FIJI cannot drop its guard when preparing for extreme weather patterns caused by climate change, says Prime Minister Commodore Voreqe Bainimarama.
And he says this is why the newly-built Suva Meteorology office in Vatuwaqa will increase the country's capacity to deal with natural disasters.
In opening the new facility yesterday, Commodore Bainimarama said climate change was a reality in the Pacific region and the tropical cyclones and floods had cost more than 100 lives and hundreds of millions of dollars in damage in the country.
"The equipment housed in this new facility is a far cry from that possessed by Fiji's first national weather office that was built on this site in 1942," he said.
"The new two-storey building was constructed at a total cost of $3.6million and it houses a modern IT infrastructure, conference room and communication facilities."
The Suva office is expected to work in close co-ordination with the Nadi Weather Forecasting Centre to detect extreme weather and flooding.
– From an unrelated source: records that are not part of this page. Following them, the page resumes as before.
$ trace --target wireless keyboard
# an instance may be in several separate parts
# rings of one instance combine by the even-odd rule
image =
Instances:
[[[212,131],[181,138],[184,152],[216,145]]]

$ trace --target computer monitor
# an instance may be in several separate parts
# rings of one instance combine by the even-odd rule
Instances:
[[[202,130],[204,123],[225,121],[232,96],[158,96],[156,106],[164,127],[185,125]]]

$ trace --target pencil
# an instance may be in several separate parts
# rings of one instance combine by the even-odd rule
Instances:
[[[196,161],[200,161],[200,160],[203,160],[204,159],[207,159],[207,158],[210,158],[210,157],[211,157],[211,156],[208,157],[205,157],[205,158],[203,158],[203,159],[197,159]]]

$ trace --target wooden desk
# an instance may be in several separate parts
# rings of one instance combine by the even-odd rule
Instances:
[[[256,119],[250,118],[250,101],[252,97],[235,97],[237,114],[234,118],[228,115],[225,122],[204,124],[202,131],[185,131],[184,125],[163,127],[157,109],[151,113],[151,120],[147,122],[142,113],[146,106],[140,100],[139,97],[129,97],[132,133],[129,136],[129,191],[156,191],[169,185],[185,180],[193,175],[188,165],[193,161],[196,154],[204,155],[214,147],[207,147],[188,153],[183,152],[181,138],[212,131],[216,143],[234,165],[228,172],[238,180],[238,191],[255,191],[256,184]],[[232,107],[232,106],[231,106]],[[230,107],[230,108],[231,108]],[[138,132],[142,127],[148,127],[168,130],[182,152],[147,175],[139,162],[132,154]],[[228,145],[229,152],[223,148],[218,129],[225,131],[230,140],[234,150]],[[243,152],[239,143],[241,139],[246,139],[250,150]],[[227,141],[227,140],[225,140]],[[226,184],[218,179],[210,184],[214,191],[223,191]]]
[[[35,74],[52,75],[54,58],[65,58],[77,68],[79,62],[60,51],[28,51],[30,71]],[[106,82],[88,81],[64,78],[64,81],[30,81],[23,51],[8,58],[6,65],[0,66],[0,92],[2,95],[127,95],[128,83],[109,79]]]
"If the Nadi office goes offline for whatever reason, the Suva office will take the point position to ensure essential services are continued.
"But it's not just about early detection. The new technology in this facility will also allow us to conduct important climate-related research. The demand for data about the weather is very high for a number of development-related purposes."
Commodore Bainimarama said the new weather office would also provide services to six other Pacific Island countries — Tonga, Samoa, Niue, Tuvalu, Kiribati and Nauru.
"While we cannot control the course of Mother Nature, with investment in the appropriate infrastructure and the latest technology, we can do our best to make sure we're prepared for when she comes our way to save lives and property."